Rosetta, which is a spacecraft launched by the European Space Agency (ESA) in 2004, is placed around 250 miles above the Earth's surface. It was launched to study the Comet 67P/Churyumov-Gerasimenko.

Maurizio Pajola, the astronomer who has been the part of Rosetta since it was launched, was going through few of the images taken by the spacecraft previously, when he discovered something strange.

What Did The Images Reveal?

While going through few of the images, his eyes fell on a picture from December 2015, which showed a bright white patch that shone from the comet's dim surface.

Another image was captured on July 4 by the OSIRIS device showed a bigger gash, which was more than 200 feet long. The gash was noticed around the cliff called Aswan, in the northern part of the comet.

The last image captured by the OSIRIS instrument on July 10 showed a cloud of gas and dust ejecting from the comet.

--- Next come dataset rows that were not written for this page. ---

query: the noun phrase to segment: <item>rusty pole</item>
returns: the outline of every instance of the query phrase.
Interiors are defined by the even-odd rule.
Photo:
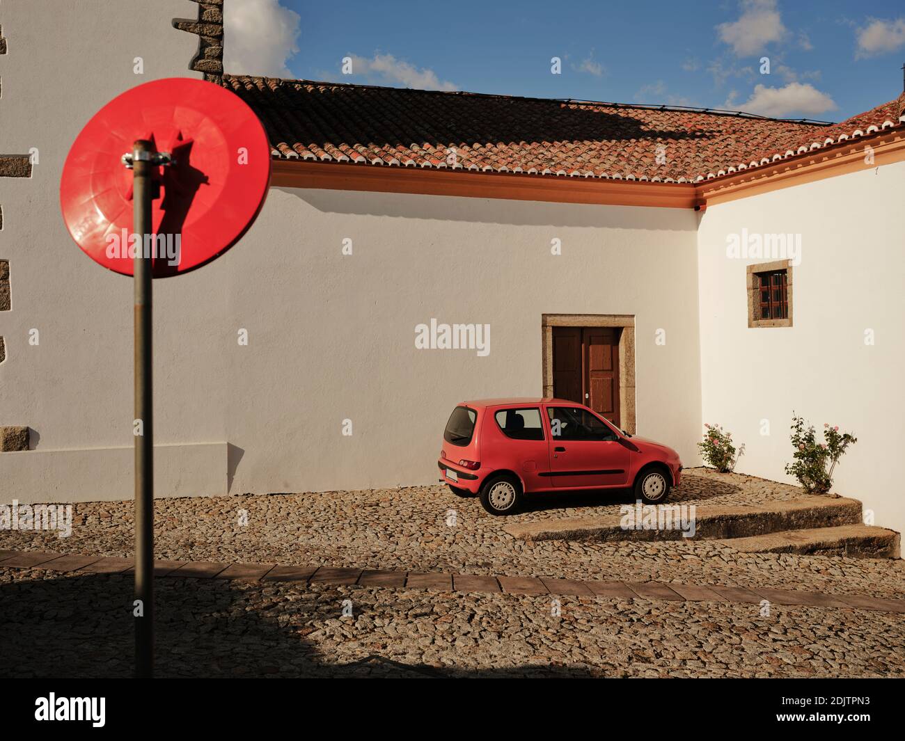
[[[154,145],[133,145],[133,232],[140,247],[133,264],[135,288],[135,676],[154,674],[154,424],[151,399],[151,200]],[[140,422],[139,422],[140,421]],[[140,425],[140,428],[138,427]]]

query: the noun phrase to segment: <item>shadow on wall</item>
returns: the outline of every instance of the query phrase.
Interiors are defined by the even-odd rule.
[[[133,580],[119,575],[41,578],[0,585],[4,630],[0,676],[129,678],[132,673]],[[274,590],[281,594],[272,594]],[[264,596],[264,592],[267,595]],[[513,667],[453,670],[370,655],[336,664],[306,639],[338,617],[348,593],[317,593],[290,584],[226,580],[155,581],[158,677],[591,677],[580,668]],[[412,607],[399,593],[357,591],[359,616],[400,614]],[[348,627],[353,626],[349,621]],[[385,648],[392,650],[392,645]]]
[[[406,193],[283,187],[272,188],[272,191],[281,191],[304,201],[324,214],[388,216],[399,219],[472,222],[513,226],[646,229],[653,232],[691,233],[697,233],[699,222],[699,214],[696,212],[681,208],[608,206],[595,204],[557,204],[496,198],[419,195]]]
[[[233,493],[233,480],[235,479],[235,472],[239,468],[245,451],[233,445],[232,442],[226,443],[226,493]]]

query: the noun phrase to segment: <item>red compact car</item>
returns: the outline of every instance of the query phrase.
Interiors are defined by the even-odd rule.
[[[679,486],[672,448],[630,435],[586,406],[561,399],[484,399],[452,410],[437,465],[460,497],[493,515],[518,511],[536,491],[634,489],[647,504]]]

Images from five days later showed that the face of the Aswan cliff had collapsed, thus revealing the materials beneath which caused the landslides.

Landslide On Comet 67P

According to the images, the landslides captured on the Comet 67P/Churyumov-Gerasimenko was a huge lump of ice and a rock, which was supposedly equal to Mount Fuji.

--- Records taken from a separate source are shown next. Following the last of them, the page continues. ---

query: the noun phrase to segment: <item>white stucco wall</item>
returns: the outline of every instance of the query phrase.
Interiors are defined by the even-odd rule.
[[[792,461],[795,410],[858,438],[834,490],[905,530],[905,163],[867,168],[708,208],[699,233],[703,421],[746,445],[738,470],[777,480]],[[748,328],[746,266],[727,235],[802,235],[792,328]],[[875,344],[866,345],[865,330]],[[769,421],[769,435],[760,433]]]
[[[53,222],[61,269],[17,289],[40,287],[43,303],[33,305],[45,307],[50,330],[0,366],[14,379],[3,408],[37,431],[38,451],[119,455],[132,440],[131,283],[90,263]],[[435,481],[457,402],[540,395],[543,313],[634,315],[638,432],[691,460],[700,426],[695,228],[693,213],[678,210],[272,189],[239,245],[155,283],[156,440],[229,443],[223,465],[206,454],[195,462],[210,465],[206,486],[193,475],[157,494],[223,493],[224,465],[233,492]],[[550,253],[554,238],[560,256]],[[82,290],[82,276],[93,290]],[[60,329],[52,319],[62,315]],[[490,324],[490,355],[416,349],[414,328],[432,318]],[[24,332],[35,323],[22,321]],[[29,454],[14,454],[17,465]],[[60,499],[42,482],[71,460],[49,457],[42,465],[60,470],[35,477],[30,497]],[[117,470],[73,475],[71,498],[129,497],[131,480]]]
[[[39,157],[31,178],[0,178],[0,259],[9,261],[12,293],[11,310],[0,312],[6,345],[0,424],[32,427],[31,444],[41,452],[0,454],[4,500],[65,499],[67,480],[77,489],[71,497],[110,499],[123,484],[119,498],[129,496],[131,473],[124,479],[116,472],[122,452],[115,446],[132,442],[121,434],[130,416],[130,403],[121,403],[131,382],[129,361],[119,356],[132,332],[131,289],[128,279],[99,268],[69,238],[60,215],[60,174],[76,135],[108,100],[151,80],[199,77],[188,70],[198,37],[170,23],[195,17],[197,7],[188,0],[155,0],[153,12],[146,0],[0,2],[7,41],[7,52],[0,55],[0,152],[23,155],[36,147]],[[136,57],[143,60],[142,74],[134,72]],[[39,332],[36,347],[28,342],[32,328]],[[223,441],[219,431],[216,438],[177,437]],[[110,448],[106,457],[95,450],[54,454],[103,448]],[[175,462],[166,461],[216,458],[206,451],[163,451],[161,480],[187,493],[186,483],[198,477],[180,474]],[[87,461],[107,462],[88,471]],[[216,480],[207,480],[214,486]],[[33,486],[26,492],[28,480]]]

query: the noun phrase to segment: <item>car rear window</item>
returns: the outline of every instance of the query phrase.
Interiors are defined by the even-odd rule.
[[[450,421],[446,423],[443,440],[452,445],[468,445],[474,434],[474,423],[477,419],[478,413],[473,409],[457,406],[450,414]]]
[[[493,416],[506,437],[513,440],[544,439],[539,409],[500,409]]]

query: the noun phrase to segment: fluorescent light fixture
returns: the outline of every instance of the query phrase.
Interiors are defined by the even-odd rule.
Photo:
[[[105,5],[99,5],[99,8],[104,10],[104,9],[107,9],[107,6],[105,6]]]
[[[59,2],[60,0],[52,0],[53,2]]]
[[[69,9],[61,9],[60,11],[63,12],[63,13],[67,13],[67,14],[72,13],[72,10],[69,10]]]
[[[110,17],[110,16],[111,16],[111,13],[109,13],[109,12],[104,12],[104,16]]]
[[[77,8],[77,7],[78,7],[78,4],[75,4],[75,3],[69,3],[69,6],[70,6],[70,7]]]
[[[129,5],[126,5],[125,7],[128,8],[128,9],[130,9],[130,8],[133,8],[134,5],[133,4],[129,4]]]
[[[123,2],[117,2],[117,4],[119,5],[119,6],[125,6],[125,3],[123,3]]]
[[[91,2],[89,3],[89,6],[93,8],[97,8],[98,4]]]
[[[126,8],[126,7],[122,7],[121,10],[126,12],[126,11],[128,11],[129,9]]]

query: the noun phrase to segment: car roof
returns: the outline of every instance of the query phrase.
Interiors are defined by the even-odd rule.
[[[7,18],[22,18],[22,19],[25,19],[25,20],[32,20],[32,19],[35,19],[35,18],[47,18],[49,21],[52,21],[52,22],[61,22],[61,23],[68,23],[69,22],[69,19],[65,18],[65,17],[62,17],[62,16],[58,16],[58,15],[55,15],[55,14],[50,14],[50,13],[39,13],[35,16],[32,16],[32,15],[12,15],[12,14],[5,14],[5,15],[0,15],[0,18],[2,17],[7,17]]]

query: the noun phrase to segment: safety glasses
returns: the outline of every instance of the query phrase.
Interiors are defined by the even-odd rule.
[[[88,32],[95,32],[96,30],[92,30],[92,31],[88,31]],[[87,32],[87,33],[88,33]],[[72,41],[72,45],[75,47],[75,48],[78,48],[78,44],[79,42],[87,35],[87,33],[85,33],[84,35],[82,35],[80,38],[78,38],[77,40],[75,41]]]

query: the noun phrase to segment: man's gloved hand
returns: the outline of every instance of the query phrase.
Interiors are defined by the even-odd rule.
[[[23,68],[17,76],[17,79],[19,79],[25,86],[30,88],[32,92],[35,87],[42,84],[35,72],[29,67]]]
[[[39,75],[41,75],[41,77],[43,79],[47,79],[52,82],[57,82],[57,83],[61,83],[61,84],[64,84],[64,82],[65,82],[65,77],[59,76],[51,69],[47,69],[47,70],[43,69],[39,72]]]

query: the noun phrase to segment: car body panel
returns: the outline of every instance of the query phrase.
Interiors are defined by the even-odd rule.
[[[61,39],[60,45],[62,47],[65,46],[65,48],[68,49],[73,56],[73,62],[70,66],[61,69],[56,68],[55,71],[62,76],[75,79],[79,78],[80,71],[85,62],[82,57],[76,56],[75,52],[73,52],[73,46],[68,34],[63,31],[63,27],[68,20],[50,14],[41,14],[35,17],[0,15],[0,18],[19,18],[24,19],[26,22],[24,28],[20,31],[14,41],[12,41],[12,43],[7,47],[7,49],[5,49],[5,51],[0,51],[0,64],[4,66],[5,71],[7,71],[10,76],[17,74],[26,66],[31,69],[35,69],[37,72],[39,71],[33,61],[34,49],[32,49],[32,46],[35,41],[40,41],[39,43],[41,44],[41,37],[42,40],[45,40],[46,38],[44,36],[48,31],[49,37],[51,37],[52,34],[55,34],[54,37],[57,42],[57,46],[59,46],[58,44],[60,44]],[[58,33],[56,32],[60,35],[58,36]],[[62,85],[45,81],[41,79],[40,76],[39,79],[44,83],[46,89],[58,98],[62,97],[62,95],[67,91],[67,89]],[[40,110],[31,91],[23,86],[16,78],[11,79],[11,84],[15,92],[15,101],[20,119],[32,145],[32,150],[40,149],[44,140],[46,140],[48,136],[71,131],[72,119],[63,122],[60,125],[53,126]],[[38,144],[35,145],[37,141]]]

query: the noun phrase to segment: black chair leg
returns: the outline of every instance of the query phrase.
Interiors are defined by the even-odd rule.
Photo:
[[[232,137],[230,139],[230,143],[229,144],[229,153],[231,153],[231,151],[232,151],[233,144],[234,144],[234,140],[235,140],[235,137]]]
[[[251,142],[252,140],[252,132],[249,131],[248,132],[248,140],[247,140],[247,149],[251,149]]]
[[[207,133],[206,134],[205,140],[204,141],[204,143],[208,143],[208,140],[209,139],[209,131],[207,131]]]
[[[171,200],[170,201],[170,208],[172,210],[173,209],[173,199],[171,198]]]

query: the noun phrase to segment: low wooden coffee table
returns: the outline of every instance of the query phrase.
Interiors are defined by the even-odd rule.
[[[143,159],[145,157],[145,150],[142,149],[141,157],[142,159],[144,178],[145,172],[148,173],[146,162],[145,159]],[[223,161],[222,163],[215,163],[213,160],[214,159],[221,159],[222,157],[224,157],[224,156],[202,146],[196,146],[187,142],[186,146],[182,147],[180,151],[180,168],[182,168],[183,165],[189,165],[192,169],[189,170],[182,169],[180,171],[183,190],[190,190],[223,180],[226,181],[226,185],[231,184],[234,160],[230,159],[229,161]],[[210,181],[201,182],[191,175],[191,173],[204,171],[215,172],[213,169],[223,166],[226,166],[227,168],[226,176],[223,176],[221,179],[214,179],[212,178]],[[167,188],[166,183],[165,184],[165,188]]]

However, the landslide captured by the Rosetta spacecraft is nothing as compared to those which occur on the Earth's surface. The Comet 67P/Churyumov-Gerasimenko, is so small that it has no gravity at all.

Thus, instead of falling down like an avalanche, the materials which fell from the fractured cliff face resulted in an "outburst" of around 22,000 cubic meters of materials. This can almost fill up nine Olympic swimming pools. However, the collapse of the Aswan allowed researchers to get a closer glimpse of what lies inside the comet.

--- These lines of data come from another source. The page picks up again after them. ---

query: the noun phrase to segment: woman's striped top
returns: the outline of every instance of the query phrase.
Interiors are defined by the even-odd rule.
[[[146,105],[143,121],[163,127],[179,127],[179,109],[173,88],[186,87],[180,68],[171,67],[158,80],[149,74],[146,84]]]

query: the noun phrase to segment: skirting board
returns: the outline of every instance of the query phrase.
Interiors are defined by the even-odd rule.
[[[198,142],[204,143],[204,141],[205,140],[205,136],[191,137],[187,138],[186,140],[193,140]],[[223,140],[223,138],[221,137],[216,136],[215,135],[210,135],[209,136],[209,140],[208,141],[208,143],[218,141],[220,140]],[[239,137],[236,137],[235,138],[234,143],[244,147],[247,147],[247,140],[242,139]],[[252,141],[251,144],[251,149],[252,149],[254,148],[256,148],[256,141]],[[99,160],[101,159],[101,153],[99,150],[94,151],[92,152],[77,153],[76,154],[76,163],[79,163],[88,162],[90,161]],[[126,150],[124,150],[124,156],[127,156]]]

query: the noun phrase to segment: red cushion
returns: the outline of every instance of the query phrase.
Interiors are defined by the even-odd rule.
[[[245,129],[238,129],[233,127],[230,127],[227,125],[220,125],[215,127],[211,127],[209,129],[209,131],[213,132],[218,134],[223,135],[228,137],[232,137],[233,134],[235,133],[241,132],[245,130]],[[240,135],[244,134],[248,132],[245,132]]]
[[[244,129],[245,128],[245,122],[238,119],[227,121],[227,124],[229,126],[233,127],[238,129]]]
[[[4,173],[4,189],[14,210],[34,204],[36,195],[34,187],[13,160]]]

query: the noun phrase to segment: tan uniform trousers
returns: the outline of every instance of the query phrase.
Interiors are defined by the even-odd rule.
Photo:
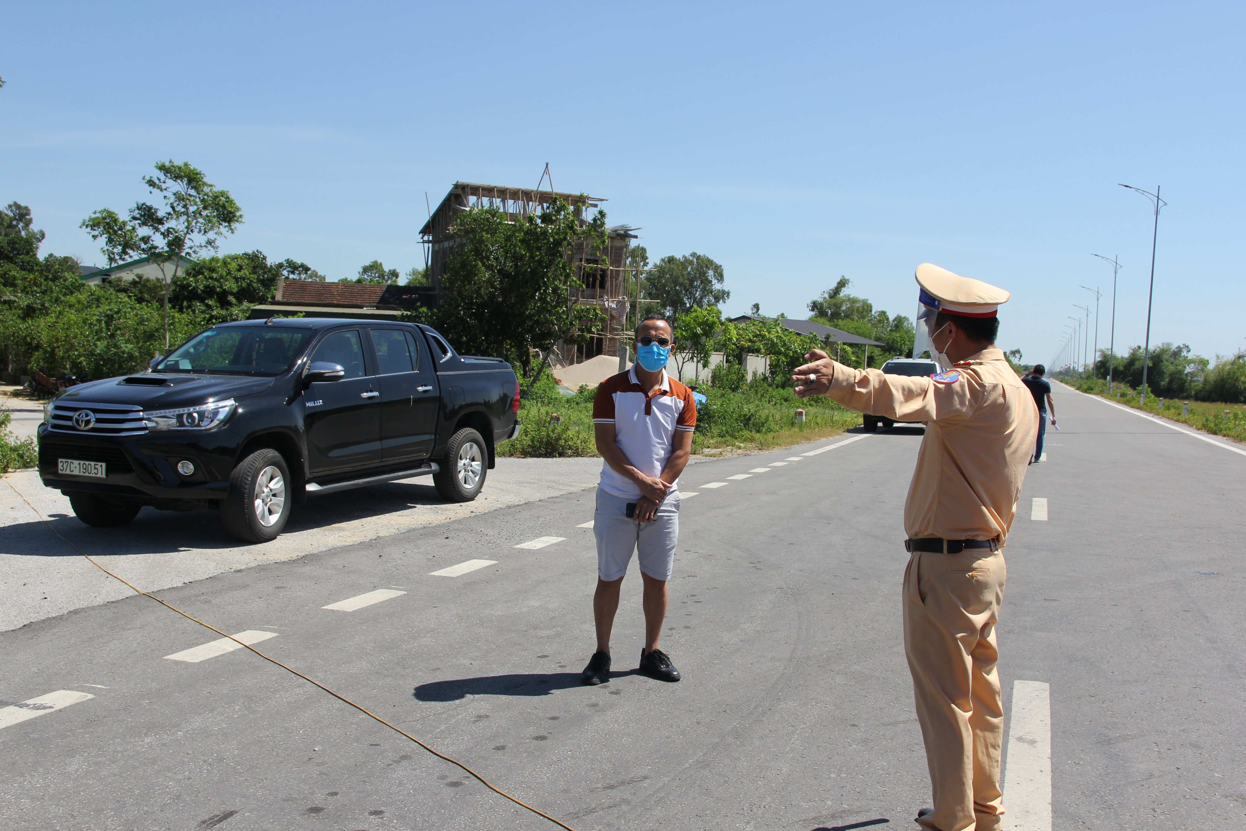
[[[1006,576],[989,548],[913,552],[905,571],[905,654],[934,797],[918,822],[932,831],[1002,825],[996,620]]]

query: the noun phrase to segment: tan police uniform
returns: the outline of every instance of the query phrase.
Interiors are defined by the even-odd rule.
[[[917,282],[923,305],[949,314],[993,316],[1008,299],[1002,289],[930,264],[918,267]],[[1006,576],[999,548],[1038,434],[1034,397],[998,349],[930,378],[836,363],[826,395],[870,415],[926,422],[905,502],[912,551],[903,586],[905,653],[934,797],[934,812],[918,824],[994,831],[1003,814],[994,632]]]

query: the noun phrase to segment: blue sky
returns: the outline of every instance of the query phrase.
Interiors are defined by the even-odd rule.
[[[1246,346],[1246,11],[1204,4],[24,4],[0,30],[0,203],[45,252],[189,161],[223,250],[330,279],[422,264],[456,179],[604,197],[652,257],[723,263],[725,310],[804,316],[841,275],[911,315],[933,262],[1013,293],[1048,361],[1099,285],[1108,340]],[[1093,325],[1093,321],[1091,321]]]

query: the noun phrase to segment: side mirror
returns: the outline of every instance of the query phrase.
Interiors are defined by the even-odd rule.
[[[340,381],[345,376],[346,370],[341,368],[341,364],[315,361],[309,364],[307,371],[303,373],[303,384],[310,386],[318,381]]]

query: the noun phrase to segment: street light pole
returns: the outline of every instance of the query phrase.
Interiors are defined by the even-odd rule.
[[[1087,292],[1094,295],[1094,349],[1090,350],[1090,378],[1095,376],[1095,364],[1099,363],[1099,298],[1103,294],[1099,293],[1098,287],[1090,288],[1089,285],[1083,285]]]
[[[1103,254],[1091,253],[1090,255],[1111,263],[1111,335],[1108,341],[1108,392],[1111,392],[1111,374],[1116,368],[1116,272],[1120,270],[1120,263],[1116,257],[1108,259]]]
[[[1074,309],[1082,309],[1085,313],[1085,315],[1087,315],[1087,326],[1085,326],[1085,329],[1082,330],[1083,331],[1083,335],[1082,335],[1082,368],[1083,368],[1083,371],[1085,371],[1085,365],[1087,365],[1087,348],[1090,345],[1088,343],[1090,340],[1090,306],[1078,305],[1077,303],[1074,303],[1073,308]]]
[[[1151,284],[1146,289],[1146,340],[1143,345],[1143,392],[1141,404],[1146,402],[1146,365],[1151,363],[1151,298],[1155,297],[1155,242],[1160,234],[1160,208],[1168,207],[1168,202],[1160,198],[1160,186],[1155,186],[1155,193],[1135,188],[1133,184],[1121,184],[1123,188],[1136,191],[1155,204],[1155,227],[1151,229]]]

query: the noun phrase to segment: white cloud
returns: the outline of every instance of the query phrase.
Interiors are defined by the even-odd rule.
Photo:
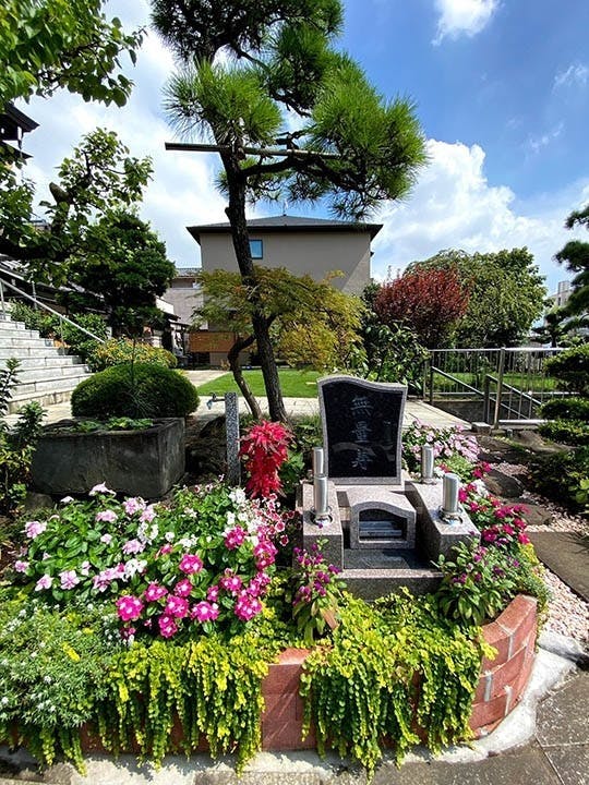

What Led To The Landslide?

According to researchers, during 2015, the cliff was coming very close to the sun. Since then, the Comet 67P has no atmosphere. The part which faces the sun was exposed to huge amounts of heat, which may have led to the eventual landslide.

"This is the time where you get maximum activity, the time where you get maximum amount of change," says Ramy El-Maarry, the lead author on the Science study.

As a result, the Aswan cliff, which is placed in the northern hemisphere of the comet, experiences the coldest temperature of around minus 140-degree Celsius. However, it was due to the small ray of the sun, which slipped through the cliff, that it heated up by 50-degree Celsius, causing the cliff to fracture and ultimately collapse.

The first study about the landslides was published in the journal Nature Astronomy, and the second study was published in the journal Science.